= Hydyne =

Liquid rocket fuel

Hydyne is a mixture of 60% unsymmetrical dimethylhydrazine (UDMH) and 40% diethylenetriamine (DETA), developed in 1957 at Rocketdyne for use in liquid-fuel rockets. Hydyne was used as the fuel for the first stage of the Juno I rocket that launched Explorer 1, the first successful satellite launch conducted by the United States. As part of Mixed Amine Fuel series of rocket fuels, it was designated as MAF-4.

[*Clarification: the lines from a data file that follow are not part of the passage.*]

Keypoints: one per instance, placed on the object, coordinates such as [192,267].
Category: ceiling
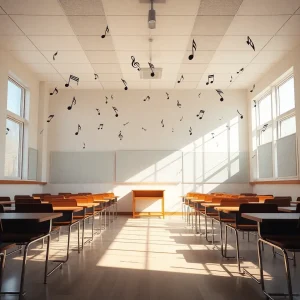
[33,30]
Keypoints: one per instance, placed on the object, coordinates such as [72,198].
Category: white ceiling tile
[234,57]
[16,43]
[270,57]
[74,68]
[231,42]
[31,7]
[8,27]
[43,25]
[42,68]
[211,25]
[107,68]
[219,7]
[66,57]
[96,43]
[292,26]
[29,57]
[268,7]
[256,25]
[56,43]
[82,7]
[283,42]
[98,57]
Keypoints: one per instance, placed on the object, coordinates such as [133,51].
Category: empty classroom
[149,149]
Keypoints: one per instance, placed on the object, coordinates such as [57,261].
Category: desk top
[265,217]
[39,217]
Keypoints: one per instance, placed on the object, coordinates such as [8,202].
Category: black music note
[253,88]
[106,31]
[240,114]
[135,64]
[194,48]
[201,114]
[220,92]
[211,78]
[54,91]
[79,128]
[181,78]
[116,111]
[73,103]
[50,118]
[72,77]
[125,83]
[250,43]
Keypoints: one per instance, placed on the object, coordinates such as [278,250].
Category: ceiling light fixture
[152,17]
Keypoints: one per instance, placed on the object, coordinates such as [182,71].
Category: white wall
[221,155]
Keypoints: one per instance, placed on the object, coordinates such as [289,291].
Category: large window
[14,130]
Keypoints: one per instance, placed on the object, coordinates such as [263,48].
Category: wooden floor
[147,259]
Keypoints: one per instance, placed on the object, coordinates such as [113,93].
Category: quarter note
[220,92]
[72,77]
[116,111]
[210,79]
[194,48]
[135,64]
[250,43]
[54,91]
[125,83]
[181,78]
[240,114]
[79,128]
[106,31]
[201,114]
[50,118]
[73,103]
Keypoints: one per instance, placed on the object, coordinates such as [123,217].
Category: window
[15,121]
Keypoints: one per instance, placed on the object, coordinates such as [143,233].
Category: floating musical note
[78,130]
[50,118]
[73,103]
[120,136]
[220,92]
[240,71]
[194,48]
[106,31]
[135,64]
[116,111]
[181,78]
[54,91]
[210,79]
[240,114]
[250,43]
[72,77]
[201,114]
[125,83]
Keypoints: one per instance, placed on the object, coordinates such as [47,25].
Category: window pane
[286,96]
[12,147]
[287,126]
[14,98]
[265,111]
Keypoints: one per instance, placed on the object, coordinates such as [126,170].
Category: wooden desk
[142,195]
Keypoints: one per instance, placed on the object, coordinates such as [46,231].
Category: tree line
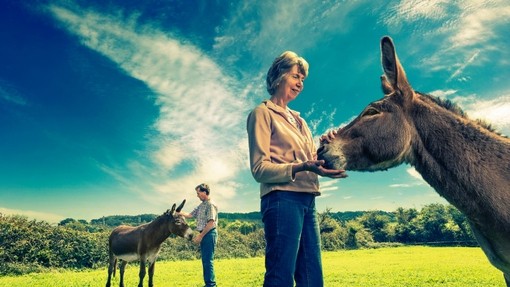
[35,246]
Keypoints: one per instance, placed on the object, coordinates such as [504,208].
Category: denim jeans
[207,247]
[293,247]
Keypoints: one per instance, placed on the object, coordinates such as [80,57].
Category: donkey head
[178,225]
[380,137]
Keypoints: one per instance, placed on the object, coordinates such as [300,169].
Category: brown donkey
[142,243]
[463,160]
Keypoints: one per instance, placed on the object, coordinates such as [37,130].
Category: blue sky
[123,107]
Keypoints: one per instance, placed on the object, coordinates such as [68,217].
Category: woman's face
[291,85]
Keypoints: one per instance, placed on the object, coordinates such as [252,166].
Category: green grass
[399,267]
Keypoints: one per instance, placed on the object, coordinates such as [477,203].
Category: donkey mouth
[331,160]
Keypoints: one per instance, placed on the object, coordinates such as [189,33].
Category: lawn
[399,267]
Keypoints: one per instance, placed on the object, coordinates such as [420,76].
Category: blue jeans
[293,246]
[207,247]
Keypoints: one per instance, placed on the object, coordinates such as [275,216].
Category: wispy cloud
[10,94]
[455,29]
[200,108]
[48,217]
[494,111]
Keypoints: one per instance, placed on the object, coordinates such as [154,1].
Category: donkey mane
[454,108]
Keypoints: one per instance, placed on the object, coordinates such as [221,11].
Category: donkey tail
[114,266]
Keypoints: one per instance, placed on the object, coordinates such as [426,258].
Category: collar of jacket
[278,109]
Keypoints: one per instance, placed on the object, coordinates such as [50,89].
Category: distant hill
[116,220]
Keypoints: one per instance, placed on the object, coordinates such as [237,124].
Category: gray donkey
[142,243]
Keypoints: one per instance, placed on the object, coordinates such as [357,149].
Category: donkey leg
[141,274]
[151,272]
[111,267]
[122,268]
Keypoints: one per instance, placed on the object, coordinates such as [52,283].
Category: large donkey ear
[181,206]
[395,76]
[173,209]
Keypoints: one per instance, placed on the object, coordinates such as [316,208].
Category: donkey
[464,160]
[143,243]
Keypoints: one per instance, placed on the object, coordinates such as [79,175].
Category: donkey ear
[395,75]
[181,206]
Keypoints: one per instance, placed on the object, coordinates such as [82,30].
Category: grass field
[398,267]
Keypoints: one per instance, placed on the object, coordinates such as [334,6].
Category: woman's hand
[327,138]
[317,167]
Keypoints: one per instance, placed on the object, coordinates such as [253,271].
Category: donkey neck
[465,162]
[158,230]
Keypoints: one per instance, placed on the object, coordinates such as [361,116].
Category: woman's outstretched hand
[317,166]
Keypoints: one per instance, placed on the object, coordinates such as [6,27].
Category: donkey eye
[370,112]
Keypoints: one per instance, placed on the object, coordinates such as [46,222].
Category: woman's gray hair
[281,66]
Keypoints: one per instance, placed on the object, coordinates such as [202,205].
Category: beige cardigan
[275,144]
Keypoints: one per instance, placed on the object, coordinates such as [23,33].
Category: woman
[283,160]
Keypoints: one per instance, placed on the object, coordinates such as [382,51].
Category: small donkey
[142,243]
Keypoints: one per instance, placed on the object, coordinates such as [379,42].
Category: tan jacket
[275,144]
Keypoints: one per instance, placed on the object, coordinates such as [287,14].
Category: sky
[122,107]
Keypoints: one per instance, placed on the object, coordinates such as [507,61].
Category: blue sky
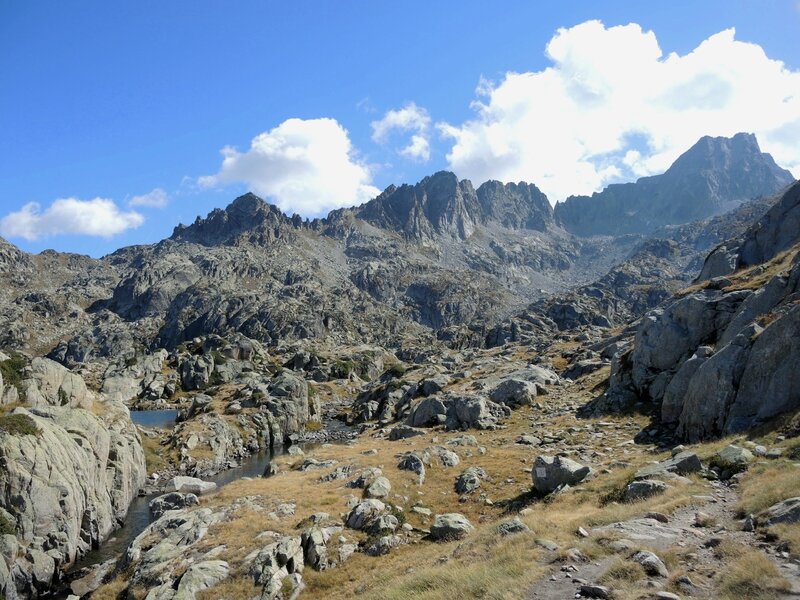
[102,103]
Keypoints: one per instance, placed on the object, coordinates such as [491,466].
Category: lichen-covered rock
[450,526]
[550,473]
[172,501]
[364,512]
[67,487]
[470,480]
[646,488]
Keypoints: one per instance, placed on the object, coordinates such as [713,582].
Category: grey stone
[550,473]
[192,485]
[512,527]
[787,511]
[652,564]
[470,480]
[379,488]
[450,526]
[645,488]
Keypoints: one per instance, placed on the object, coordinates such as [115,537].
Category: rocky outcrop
[552,473]
[66,486]
[776,231]
[721,359]
[712,176]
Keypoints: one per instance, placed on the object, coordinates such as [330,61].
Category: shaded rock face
[718,361]
[776,231]
[67,488]
[713,175]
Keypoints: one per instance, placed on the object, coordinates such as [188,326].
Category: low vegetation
[752,575]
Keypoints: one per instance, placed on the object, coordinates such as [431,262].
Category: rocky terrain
[696,186]
[460,396]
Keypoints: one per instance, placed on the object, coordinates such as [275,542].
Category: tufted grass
[752,575]
[766,484]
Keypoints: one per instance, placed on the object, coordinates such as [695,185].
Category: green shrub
[342,369]
[313,426]
[397,370]
[19,424]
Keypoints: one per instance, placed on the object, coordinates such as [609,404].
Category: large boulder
[514,393]
[450,526]
[171,501]
[683,463]
[66,486]
[470,480]
[364,512]
[787,511]
[551,473]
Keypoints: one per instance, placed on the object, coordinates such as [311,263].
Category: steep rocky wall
[720,360]
[776,231]
[67,477]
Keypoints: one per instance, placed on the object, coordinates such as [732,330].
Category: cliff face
[714,175]
[776,231]
[722,358]
[70,464]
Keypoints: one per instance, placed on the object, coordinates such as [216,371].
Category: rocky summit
[449,390]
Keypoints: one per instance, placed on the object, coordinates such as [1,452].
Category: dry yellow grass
[789,534]
[752,575]
[484,565]
[766,484]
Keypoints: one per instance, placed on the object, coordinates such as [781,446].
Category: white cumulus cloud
[99,217]
[409,119]
[156,198]
[612,105]
[304,166]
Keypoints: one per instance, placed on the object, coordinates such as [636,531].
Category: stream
[139,516]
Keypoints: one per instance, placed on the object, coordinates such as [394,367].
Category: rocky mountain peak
[714,175]
[444,205]
[248,217]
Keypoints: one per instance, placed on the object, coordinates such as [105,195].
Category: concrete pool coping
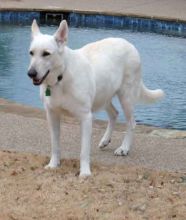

== Improved performance ==
In 1955, Wernher von Braun, employed by the U.S. Army, calculated his Redstone rocket could launch a satellite into orbit if its performance could be improved. A contract to develop a more powerful propellant was awarded to the Redstone's main stage builder, Rocketdyne. The contract required the replacement of the PGM-11 Redstone fuel (including 25% water and 75% ethyl alcohol) with a compound that would boost the rocket's performance by at least 8%. Mary Sherman Morgan was assigned to head up a small team of engineers to find a solution.

The Jupiter-C and Juno I rockets used the same first-stage engines as the missile, but needed more thrust due to the increased size of the payload. With the use of the newly developed Hydyne, composed of a blend of 60% unsymmetrical dimethylhydrazine (UDMH) and 40% diethylenetriamine (DETA), the Jupiter-C and Juno I engines gained a 12% increase in thrust and higher specific impulse. The resulting fuel was more powerful than alcohol, but also more toxic. The first Hydyne-powered Redstone R&D flight took place on November 29, 1956. After two Jupiter C and six Juno I launches including the launch of America's first satellite, Explorer I), Hydyne was discontinued in favor of higher performing fuels.

== Unofficial name ==
'Bagel' was the whimsical name suggested by Morgan, who engineered the Hydyne-LOX (Liquid OXygen) propellant combination used by North American Aviation in their early U.S. rocket designs of the incipient space race. Morgan was considered a rocketry pioneer as she was the only female technical analyst employed by NAA in Downey, California. Morgan suggested calling her new fuel invention 'Bagel', allowing the Redstone propellant combination to be then called 'Bagel and LOX' (a tongue in cheek reference to the brined salmon, lox, which is served with bagels and cream cheese). Her suggested name for the new fuel was not accepted, and 'Hydyne' was chosen instead by the U.S. Army.

== Popular culture ==
The creation of Hydyne was dramatized in a stage play entitled Rocket Girl which chronicles the life of Mary Sherman Morgan, Hydyne's inventor. The play was written by Morgan's son, George D. Morgan and ran at the California Institute of Technology in November, 2008, .
The story is also told in Rocket Girl: The Story of Mary Sherman Morgan, America's First Female Rocket Scientist also by George D. Morgan.